Also, for all of you gore-loving son of a bitches out there, there’s enough of that here to satisfy your dirty needs, but even that feels a bit tamed. Yeah, there’s a couple of chewed-up limbs here and there, but nothing where I literally wanted to throw-up. I never feel like that with that when I watch horror movies, but I would always like to. That’s a real shame too, since this film is rated-R and I don’t really think that Currie would have had anything to worry about, had he gone on a bit farther with the gore-pushing.

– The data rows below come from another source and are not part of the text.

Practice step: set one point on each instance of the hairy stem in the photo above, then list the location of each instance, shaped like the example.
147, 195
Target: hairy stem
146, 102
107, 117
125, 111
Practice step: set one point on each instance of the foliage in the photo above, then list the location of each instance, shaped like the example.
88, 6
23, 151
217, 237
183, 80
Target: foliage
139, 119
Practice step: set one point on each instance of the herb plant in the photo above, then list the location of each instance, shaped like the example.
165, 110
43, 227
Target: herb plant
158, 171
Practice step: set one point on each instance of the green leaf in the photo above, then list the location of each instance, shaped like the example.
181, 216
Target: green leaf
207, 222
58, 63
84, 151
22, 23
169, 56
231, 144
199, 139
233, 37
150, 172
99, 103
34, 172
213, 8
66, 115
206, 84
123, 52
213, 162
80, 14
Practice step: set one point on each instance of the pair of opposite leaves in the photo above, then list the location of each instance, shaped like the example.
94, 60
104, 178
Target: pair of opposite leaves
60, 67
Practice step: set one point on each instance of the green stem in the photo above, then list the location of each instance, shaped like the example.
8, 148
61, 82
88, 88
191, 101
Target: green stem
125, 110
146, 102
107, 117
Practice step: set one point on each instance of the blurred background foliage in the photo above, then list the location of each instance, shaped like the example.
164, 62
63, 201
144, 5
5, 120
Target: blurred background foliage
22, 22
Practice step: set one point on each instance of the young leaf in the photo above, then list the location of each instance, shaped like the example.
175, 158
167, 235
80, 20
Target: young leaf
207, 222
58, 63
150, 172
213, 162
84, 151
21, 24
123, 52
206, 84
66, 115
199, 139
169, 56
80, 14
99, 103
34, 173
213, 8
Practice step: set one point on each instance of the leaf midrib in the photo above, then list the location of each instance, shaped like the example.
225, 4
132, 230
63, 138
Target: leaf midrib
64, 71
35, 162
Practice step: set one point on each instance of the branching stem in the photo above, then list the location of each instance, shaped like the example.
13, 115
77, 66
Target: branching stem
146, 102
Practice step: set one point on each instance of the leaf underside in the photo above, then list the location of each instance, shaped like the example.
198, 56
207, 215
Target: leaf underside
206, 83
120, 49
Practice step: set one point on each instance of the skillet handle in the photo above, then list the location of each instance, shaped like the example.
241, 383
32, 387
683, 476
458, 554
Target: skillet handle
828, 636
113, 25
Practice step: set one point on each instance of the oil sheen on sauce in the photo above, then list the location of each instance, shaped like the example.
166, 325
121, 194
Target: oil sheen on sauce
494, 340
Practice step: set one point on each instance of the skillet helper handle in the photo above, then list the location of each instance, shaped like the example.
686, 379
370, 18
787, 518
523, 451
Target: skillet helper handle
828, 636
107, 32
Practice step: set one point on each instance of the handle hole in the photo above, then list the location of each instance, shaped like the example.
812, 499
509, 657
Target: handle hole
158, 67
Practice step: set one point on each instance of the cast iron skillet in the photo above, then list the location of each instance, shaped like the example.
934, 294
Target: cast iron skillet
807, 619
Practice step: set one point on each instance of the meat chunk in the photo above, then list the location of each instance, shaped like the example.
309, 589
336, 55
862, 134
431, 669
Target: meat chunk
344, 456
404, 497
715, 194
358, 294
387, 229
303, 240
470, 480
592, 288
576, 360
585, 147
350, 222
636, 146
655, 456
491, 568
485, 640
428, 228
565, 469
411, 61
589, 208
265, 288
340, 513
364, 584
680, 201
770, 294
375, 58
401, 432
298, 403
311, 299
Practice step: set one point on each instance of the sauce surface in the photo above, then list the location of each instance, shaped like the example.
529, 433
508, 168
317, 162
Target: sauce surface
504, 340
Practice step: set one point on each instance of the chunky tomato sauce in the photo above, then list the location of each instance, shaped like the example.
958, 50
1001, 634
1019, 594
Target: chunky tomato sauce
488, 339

The performances by everybody in this film was the real strong-point and I think one of the elements that entertained me the most. Carrie-Anne Moss is great as the subdued mom that starts to come out of her shell a bit and become a cool mommy, once things start to get a little twisty with her hormones. No trust me, it doesn’t go in the direction with her character that you may think but it would have been a lot more cool and twisted had it done so. Dylan Baker plays her a-hole husband, and he’s great as well playing a daddy that doesn’t seem to know how to even do the right thing for his son and can’t stop complaining about the fact that his daddy almost ate him once. Billy Connolly was also great as Fido, in a more subdued role where he has to use a lot of growling and facial expressions to really convey what his character’s intentions, even if he is just a damn zombie. That actually makes it a bit harder for him, but he still pulls it off very well. K’Sun Ray was fine as little Timmy Robinson, and doesn’t really seem to be one of those little, annoying child-actors that we usually get in movies like these. Oh yeah, and Tim Blake Nelson is here as one of those twisted and sick-minded people I mentioned earlier. That guy is always a blast to watch.
Consensus: The cast, comedy, and original premise make Fido a lot more entertaining, but it never goes the full distance to be flat-out gory, sick, twisted, or even scary for that matter, and that’s one of the most disappointing factors of this could-have-been comedy-horror classic.